Zum testen einfach in den Editor einfügen und als .doc speichern

so long Blaschki


----------



## Sanic (25. September 2004)

Besteht nicht auch die Möglichkeit, dass es ein PDF Dokument sein kann ?
Ich habe schon mit PHP/PDF gearbeitet und habe sehr gute Ergebnisse erzielt!


----------



## stanleyB (25. September 2004)

> _Original geschrieben von hans_schmid _
> *Ich hab auch mal im Net nach RTF-Klassen gesucht, bisher aber nur nutzloses oder kommerzielles gefunden.
> 
> Hat dazu evtl. noch jemand nen Tip für mich?*



http://phpclasses.php-start.de/browse/package/1805.html
Leider noch keine Erfahrungen damit.

Edit: Leider auch keine Moeglichkeit Images einzufuegen. :-(

Cheers,
stanleyB


----------



## hans_schmid (27. September 2004)

Hallo,

@stanleyB:
danke für Deine Mühe, aber es sieht wohl so aus, als müsste ich doch auf was Kostenpflichtiges zurückgreifen...


@Blaschki:
muss denn für Deine Methode noch etwas anderes als der Download "installiert" werden? Ich habe nämlich noch nie mit XML gearbeitet. Denn so wie Du's beschrieben hast, wird bei mir in Word der ganze Quelltext angezeigt und nicht "Hello World"...
Was muss ich dafür noch tun? Aus der Dokumentation wurde ich leider nicht schlau  

MfG
Hans


----------



## Blaschki (27. September 2004)

hans_schmid hat gesagt.:
			
		

> @Blaschki:
> muss denn für Deine Methode noch etwas anderes als der Download "installiert" werden? Ich habe nämlich noch nie mit XML gearbeitet. Denn so wie Du's beschrieben hast, wird bei mir in Word der ganze Quelltext angezeigt und nicht "Hello World"...
> Was muss ich dafür noch tun?

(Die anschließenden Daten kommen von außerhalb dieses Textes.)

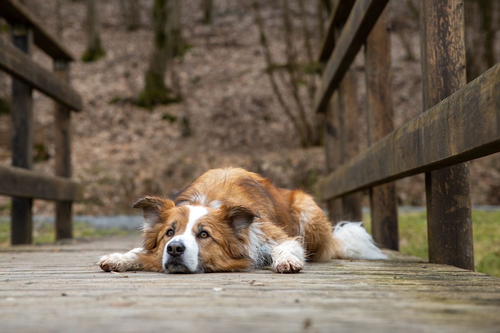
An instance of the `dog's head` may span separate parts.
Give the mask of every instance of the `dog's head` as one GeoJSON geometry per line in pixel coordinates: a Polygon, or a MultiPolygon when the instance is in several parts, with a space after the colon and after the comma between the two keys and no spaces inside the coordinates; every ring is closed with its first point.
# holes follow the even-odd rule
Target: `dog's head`
{"type": "Polygon", "coordinates": [[[248,245],[258,212],[226,204],[176,206],[156,196],[140,199],[132,207],[142,209],[143,248],[165,272],[235,272],[252,265],[248,245]]]}

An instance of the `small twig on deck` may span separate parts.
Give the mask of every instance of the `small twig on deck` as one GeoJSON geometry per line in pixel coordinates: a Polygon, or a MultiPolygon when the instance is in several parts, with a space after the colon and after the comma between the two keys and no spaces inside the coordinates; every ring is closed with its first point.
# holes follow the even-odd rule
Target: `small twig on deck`
{"type": "Polygon", "coordinates": [[[119,273],[118,272],[114,272],[113,271],[112,271],[110,273],[114,273],[115,274],[118,274],[118,275],[120,275],[120,276],[122,276],[124,278],[130,278],[130,277],[128,275],[125,275],[124,274],[122,274],[122,273],[119,273]]]}

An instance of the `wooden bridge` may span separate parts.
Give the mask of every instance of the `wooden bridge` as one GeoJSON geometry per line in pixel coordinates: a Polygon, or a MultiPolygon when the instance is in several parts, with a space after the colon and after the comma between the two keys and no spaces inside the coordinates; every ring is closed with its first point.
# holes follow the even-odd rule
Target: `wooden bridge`
{"type": "MultiPolygon", "coordinates": [[[[335,2],[320,52],[324,70],[316,107],[326,114],[330,172],[318,186],[320,196],[328,201],[334,219],[356,219],[356,193],[370,189],[372,234],[392,249],[384,250],[389,260],[309,263],[294,275],[274,274],[267,268],[245,273],[117,274],[93,263],[98,256],[136,247],[134,238],[12,246],[0,250],[2,332],[500,332],[500,279],[473,272],[467,164],[500,151],[500,65],[466,85],[463,1],[420,0],[425,112],[393,130],[388,0],[335,2]],[[350,66],[364,44],[370,145],[354,156],[350,66]],[[430,263],[395,251],[397,210],[390,182],[422,172],[430,263]]],[[[22,37],[29,44],[32,36],[67,77],[72,58],[56,39],[16,0],[0,0],[0,8],[12,24],[14,44],[22,37]]],[[[67,133],[69,109],[81,109],[78,94],[11,42],[2,43],[0,67],[20,80],[16,84],[24,91],[19,105],[29,105],[30,87],[54,98],[60,105],[56,114],[64,115],[58,128],[67,133]]],[[[18,109],[20,119],[29,123],[30,109],[13,108],[13,116],[18,109]]],[[[66,166],[56,173],[68,177],[68,141],[60,142],[58,154],[66,152],[60,162],[66,166]]],[[[24,152],[20,160],[27,164],[18,166],[28,169],[24,143],[20,144],[24,152]]],[[[67,221],[68,203],[82,192],[67,178],[4,167],[0,193],[58,201],[66,208],[58,208],[58,218],[66,218],[58,221],[67,221]]],[[[30,221],[29,199],[20,203],[16,207],[30,209],[12,210],[12,230],[30,235],[25,223],[30,221]]],[[[58,223],[66,226],[58,238],[70,236],[67,222],[58,223]]],[[[20,239],[12,238],[14,243],[29,243],[20,239]]]]}
{"type": "Polygon", "coordinates": [[[132,238],[0,252],[2,332],[498,332],[500,279],[386,252],[300,273],[103,272],[132,238]]]}

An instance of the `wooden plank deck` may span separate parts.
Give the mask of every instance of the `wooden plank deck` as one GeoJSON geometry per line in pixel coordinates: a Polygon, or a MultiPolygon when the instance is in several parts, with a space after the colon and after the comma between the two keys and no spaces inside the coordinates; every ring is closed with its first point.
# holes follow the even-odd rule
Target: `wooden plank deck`
{"type": "Polygon", "coordinates": [[[396,252],[296,275],[125,278],[93,265],[136,246],[125,237],[0,249],[0,331],[500,332],[500,279],[396,252]]]}

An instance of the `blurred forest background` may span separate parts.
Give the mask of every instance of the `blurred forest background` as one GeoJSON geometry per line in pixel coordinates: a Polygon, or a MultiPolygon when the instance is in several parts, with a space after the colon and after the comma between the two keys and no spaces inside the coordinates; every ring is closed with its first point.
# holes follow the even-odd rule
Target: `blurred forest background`
{"type": "MultiPolygon", "coordinates": [[[[24,0],[77,57],[73,176],[78,215],[135,214],[138,197],[172,195],[205,171],[240,166],[310,192],[325,173],[322,119],[311,112],[328,0],[24,0]],[[152,55],[154,56],[152,57],[152,55]]],[[[500,3],[466,1],[468,79],[500,60],[500,3]]],[[[422,111],[418,0],[392,0],[394,126],[422,111]]],[[[6,22],[0,31],[8,34],[6,22]]],[[[34,60],[52,70],[42,52],[34,60]]],[[[366,146],[364,56],[354,64],[366,146]]],[[[10,77],[0,73],[0,163],[11,163],[10,77]]],[[[53,102],[34,92],[36,170],[53,173],[53,102]]],[[[500,155],[470,164],[473,204],[500,204],[500,155]]],[[[425,204],[423,175],[396,183],[425,204]]],[[[10,213],[0,196],[0,215],[10,213]]],[[[369,206],[364,196],[364,206],[369,206]]],[[[34,214],[53,204],[35,200],[34,214]]]]}

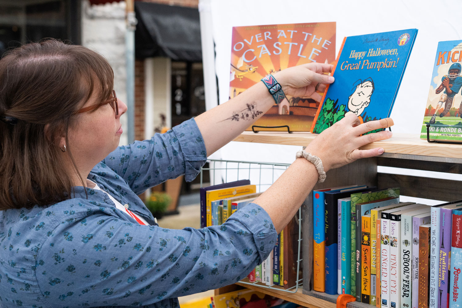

Aus der Dokumentation wurde ich leider nicht schlau
> 
> ...



Die Art is wie Word seine datein normalerweise seid Word 2000 speichert und versteht.

Ich hab mal die Datei angehagen. schau sie dir mit dem Notepad mal an.


----------



## hans_schmid (28. September 2004)

hmm... bei der Datei tritt bei mir genau das beschriebene Problem auf:

*test.doc im Editor:* 







*test.doc in Word:* 





Warum wird bei mir nicht nur "Hello, World" angezeigt?

Zur Info: Windows 2000 und Word 2000 (9.0.2812)

*//EDIT:* Kann es sein, dass das ganze nur ab Word 2003 funktioniert?


> _Original von der Microsoft Homepage _
> *Über die neue XML-Funktionalität von Microsoft Office Word 2003 [...]*



MfG
hans


----------